In non-zero sum games, the outcome for agents is positively correlated, if one gets more the other will too if one gets less the other will too. With non-zero sum games, we can get positive interdependence between the agents, meaning members of a group come to share common goals and perceive that working together is individually and collectively beneficial, and success depends on the participation of all the members leading to cooperation.
COOPERATIVE / NON-COOPERATIVE
A cooperative game is one in which there can be cooperation between the players and they have the same cost.
So cooperative games are an example of non-zero sum games. This is because in cooperative games, either every player wins or loses.
Cooperation may be achieved through a number of different possibilities. It may be built into the dynamics of the game as would be the case with a positive-sum game where payoffs are positively correlated. In such a case the innate structure of the game creates an attractor towards cooperation because it is both in the interest of the individuals and the whole organization.
A good example of this are the mutually beneficial gains from trade in goods and services between nations. If businesses or countries can find terms of trade in which both parties benefit then specialization and trade can lead to an overall improvement in the economic welfare of both countries, with both sides seeing it as in their interest to cooperate in this organization, because of the extra value that is being generated.
Equally, cooperation may be achieved by external enforcement by some authoritative third party such as governments and contract law. Where we cooperate in a transaction because the third party is ensuring that it is in our interests to do so by creating punishments or rewards.

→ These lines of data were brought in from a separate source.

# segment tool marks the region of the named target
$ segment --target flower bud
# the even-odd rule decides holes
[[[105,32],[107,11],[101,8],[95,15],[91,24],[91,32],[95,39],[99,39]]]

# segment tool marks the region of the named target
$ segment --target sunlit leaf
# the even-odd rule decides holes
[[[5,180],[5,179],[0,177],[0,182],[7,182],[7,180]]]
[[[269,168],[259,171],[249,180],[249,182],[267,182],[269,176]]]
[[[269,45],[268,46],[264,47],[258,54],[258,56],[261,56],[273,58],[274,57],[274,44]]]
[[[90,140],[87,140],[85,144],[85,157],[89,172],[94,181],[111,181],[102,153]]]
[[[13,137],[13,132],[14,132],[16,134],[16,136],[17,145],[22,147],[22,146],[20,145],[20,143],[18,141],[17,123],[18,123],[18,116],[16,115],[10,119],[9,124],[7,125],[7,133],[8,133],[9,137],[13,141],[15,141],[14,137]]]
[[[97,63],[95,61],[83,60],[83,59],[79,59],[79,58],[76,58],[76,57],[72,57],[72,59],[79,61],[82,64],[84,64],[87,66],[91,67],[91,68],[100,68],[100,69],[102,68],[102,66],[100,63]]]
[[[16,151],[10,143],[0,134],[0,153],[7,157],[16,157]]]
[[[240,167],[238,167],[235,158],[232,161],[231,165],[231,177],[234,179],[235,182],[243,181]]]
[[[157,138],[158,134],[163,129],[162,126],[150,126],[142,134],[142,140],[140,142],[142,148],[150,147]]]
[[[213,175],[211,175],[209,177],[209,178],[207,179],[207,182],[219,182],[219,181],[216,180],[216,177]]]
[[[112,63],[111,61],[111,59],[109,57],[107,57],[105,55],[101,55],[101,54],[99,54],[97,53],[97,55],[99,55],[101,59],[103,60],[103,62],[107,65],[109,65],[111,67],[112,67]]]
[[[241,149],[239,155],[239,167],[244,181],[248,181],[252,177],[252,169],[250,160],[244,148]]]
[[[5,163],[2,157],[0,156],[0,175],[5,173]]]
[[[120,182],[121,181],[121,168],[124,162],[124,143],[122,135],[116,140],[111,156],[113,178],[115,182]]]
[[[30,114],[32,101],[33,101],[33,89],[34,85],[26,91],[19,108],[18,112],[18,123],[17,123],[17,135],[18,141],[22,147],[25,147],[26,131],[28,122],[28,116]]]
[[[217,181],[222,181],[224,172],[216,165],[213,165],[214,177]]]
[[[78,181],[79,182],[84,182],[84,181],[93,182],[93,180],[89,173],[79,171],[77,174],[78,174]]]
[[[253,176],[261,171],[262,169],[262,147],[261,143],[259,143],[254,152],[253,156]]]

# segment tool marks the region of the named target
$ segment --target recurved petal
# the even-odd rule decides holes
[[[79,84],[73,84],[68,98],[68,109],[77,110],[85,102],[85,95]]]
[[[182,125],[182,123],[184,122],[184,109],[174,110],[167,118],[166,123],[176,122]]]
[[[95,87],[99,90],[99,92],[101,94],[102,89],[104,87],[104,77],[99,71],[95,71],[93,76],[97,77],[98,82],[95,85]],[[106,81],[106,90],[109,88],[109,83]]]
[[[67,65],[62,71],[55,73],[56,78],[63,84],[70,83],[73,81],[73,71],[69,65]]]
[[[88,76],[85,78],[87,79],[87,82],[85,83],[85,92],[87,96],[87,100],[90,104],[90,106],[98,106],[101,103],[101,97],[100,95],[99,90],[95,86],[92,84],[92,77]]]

Likewise, cooperation may be achieved through peer-to-peer interaction and feedback mechanisms as will talk about in future videos.
A non-cooperative game is one where an element of competition exists and there are limited mechanisms for creating institutions for cooperation. This may be because of the inherent nature of the game we are playing. That is to say, it is a zero-sum game which is strictly competitive and thus cooperation will add no value.
Noncooperation may be a function of isolation, lack of communication and interaction with which to build up the trust that enables cooperation.
We see this within modern societies, as these societies have grown in size they have transited from communal cooperative systems based on the frequent interaction of members to requiring formal third parties to ensure cooperation because of the anonymity and lack of interaction between members of large societies.
Lastly, there may simply be a lack of formal institutions to support cooperation between members. An example of this might be what we call a failed state where the government’s authority is insufficiently strong to impose sanctions and thus can not work as the supporting institutional framework for cooperation.
In this video we have looked at some of the basic features to games, we talked about the two basic forms for representation, that of the normal form in a matrix model and that of the extensive form as a tree graph that unfolds over time.
We talked about the important role of information, where games may be defined as having imperfect or perfect information and how agents may use information to their advantage.
We talked about symmetrical and asymmetrical payoffs in games. We briefly looked at zero sum games and non-zero sum games where the payoffs can get larger given cooperation.
Finally we talked about the distinction between a cooperative and non-cooperative game and some of the factors that create these different types of games which we will be discussing further throughout the course.